En février 2006, Jean Charest envoie Claude Béchard à l'Environnement. Habituellement, c'est le ministère rêvé pour un politicien jeune qui veut donner une image de modernité. Mais cette fois, la commande sera bien différente - il aura à piloter le projet de loi controversé qui doit permettre la vente du parc du Mont-Orford à un entrepreneur privé, proche des libéraux de l'Estrie. Pendant plusieurs mois, Claude Béchard servira de paratonnerre, toujours loyal et patient, aux attaques des environnementalistes.

Ces derniers changeront vite d'opinion. Claude Béchard devient rapidement un héros pour les verts avec la création d'un fonds pour contrer les changements climatiques. La tâche n'est pas facile, pomper un cent de plus en taxes pour chaque litre d'essence afin de financer les transports en commun et les énergies alternatives. Son plan est louangé par David Suzuki, environnementaliste réputé, et Arnold Schwarzenegger, gouverneur de Californie. Béchard est pardonné pour Orford, projet qui sera balayé sous le tapis par Line Beauchamp dès sa nomination à ce ministère.

Cette même année, il parvient à se rendre au Kenya pour assister à une importante conférence internationale sur l'environnement dans la foulée du protocole de Kyoto. Sans ménagement, il s'en prend publiquement à la position du gouvernement Harper - une position qui trouvera écho dans plusieurs délégations. Rona Ambrose, son vis-à-vis fédéral, sera mutée peu de temps après. Stephen Harper s'en souviendra longtemps. Quelques mois plus tard, le premier ministre canadien se rendra à Rivière-du-Loup pour appuyer Mario Dumont, ignorant volontairement son voisin de circonscription ulcéré, Claude Béchard.

Rivalités régionales

Après les élections de 2007 où les libéraux deviendront minoritaires, Claude Béchard passe aux Ressources naturelles. Il veut forcer les pétrolières à expliquer clairement les augmentations qu'elles imposent aux automobilistes, mais l'opposition lui tient la dragée haute. Il sera forcé de battre en retraite. À la fin de son mandat aux Ressources naturelles, il renverra sans ménagement Hydro-Québec à sa table de travail, une première; la société d'État ne tenait pas suffisamment compte de la volonté du gouvernement d'exporter davantage d'électricité aux États-Unis.

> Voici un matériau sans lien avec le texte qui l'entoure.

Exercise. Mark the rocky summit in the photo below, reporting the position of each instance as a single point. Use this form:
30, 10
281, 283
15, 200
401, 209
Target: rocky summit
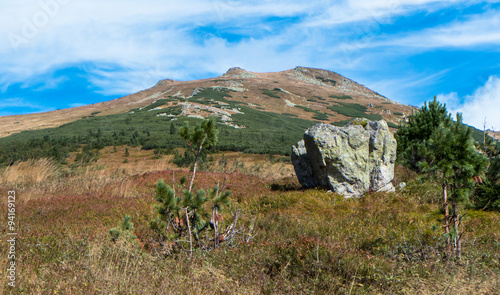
349, 160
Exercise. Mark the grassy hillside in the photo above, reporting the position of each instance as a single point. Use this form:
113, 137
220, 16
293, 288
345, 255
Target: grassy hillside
152, 128
303, 242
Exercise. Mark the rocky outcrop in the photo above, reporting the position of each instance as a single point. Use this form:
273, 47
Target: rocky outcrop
350, 160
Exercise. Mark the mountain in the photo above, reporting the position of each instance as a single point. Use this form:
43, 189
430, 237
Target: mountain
306, 93
259, 113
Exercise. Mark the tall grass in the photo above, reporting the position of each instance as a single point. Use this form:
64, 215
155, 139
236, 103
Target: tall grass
304, 242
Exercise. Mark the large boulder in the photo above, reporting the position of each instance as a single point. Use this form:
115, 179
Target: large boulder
350, 160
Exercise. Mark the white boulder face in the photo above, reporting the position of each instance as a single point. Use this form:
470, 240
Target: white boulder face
350, 160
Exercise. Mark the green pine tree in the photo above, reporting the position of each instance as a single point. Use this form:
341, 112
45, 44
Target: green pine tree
450, 155
412, 137
201, 136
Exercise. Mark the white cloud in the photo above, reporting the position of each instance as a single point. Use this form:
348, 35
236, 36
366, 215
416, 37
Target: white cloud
130, 44
477, 30
483, 104
17, 102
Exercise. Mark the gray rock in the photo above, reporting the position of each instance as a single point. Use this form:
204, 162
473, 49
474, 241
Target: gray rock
351, 160
303, 168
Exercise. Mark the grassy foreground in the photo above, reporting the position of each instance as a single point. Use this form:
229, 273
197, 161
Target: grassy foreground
304, 241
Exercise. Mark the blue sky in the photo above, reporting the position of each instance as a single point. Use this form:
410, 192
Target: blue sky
63, 53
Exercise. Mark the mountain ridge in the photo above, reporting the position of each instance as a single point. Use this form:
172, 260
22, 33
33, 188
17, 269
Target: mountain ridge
302, 92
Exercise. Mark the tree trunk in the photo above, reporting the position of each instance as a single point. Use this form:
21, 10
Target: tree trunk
189, 231
456, 223
446, 218
194, 167
216, 227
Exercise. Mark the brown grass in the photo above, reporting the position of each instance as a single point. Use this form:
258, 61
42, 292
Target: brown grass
32, 171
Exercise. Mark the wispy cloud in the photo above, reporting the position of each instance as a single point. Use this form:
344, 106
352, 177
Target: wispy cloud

Il tient mordicus à conserver ce ministère que lorgne depuis longtemps Nathalie Normandeau, la seule qui lui fait ombrage au Conseil des ministres. La rivalité est naturelle entre une Gaspésienne et un fils du Bas-du-Fleuve. Au surplus, Normandeau aussi a des velléités de leadership et les deux se surveillent constamment.

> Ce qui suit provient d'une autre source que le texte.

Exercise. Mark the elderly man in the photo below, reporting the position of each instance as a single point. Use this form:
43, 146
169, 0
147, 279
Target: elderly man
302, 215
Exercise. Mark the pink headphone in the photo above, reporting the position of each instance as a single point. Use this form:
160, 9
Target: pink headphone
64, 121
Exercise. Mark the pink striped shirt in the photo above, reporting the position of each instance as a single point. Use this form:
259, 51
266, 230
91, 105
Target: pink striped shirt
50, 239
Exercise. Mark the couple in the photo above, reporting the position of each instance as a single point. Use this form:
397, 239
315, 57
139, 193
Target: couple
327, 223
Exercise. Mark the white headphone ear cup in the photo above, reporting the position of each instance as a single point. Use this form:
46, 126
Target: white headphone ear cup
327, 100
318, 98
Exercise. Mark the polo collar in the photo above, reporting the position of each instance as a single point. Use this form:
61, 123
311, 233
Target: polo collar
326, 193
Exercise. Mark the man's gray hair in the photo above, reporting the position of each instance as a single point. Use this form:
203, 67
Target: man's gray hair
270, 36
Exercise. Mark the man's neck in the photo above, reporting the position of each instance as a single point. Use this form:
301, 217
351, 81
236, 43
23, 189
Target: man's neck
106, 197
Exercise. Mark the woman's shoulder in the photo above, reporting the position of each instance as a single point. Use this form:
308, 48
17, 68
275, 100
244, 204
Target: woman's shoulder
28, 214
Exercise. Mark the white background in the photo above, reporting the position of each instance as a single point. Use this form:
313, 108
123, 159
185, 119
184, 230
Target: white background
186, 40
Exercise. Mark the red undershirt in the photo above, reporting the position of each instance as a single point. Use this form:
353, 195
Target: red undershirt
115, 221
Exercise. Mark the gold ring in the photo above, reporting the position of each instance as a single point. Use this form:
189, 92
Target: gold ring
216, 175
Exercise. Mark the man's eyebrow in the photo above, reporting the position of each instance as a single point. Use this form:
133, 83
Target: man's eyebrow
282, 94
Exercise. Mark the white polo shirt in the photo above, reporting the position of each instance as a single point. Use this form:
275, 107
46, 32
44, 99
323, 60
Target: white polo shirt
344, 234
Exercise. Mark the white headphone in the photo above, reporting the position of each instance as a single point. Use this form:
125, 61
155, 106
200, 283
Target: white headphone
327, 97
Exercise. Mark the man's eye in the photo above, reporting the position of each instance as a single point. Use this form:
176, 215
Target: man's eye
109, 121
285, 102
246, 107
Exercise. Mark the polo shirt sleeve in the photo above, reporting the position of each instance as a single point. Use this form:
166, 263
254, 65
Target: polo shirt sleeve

C'est à ce moment que des frictions surviennent. Les disciples de Claude Béchard s'enthousiasment et semblent préparer sa candidature à la direction du PLQ. Il est rappelé à l'ordre par le cabinet de Jean Charest. Dure humiliation, cet été-là, le congrès des jeunes libéraux à La Pocatière se terminera sans un mot du ministre régional.

Normandeau succède à Béchard aux Ressources naturelles. C'est de bonne guerre, elle refait d'un bout à l'autre la politique forestière que Béchard venait de déposer à l'Assemblée nationale.

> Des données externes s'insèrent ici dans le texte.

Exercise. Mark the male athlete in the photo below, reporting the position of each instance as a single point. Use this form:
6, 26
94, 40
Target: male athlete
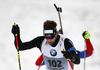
56, 49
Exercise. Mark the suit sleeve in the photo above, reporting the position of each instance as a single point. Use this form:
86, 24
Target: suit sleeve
89, 49
70, 47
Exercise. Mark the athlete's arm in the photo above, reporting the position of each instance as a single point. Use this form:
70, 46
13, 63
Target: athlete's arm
71, 51
89, 49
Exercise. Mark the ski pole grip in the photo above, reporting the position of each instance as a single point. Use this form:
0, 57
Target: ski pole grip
55, 7
15, 25
58, 8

En 2008, Claude Béchard prend tout à coup nettement ses distances de la vie politique. D'abord une bonne connaissance, son adjointe Nancy Michaud, est victime d'un meurtre sordide dans sa maison de Rivière-Ouelle. Mais le pire est à venir. À l'automne, il se sait atteint d'un cancer sans merci, au pancréas. Opéré, il reste plusieurs semaines sur le carreau avant de reprendre son souffle pour se lancer dans la campagne électorale de 2008.

Réélu, il passe à l'Agriculture et voit Nathalie Normandeau lui succéder aux Ressources naturelles. Il propose des politiques pour favoriser les produits locaux sur les tablettes des supermarchés. Aux Relations intergouvernementales canadiennes, il attaque Ottawa sur le bilinguisme des juges de la Cour suprême, le poids politique du Québec aux Communes et même sur l'abandon partiel du recensement national.

En juin, il est frappeur désigné pour attaquer le Parti québécois, qui tient ses assises. Il y va de quelques traits d'humour, mais la fougue n'y est plus. Il sait que son ennemi l'habite de nouveau et qu'il doit livrer son dernier combat.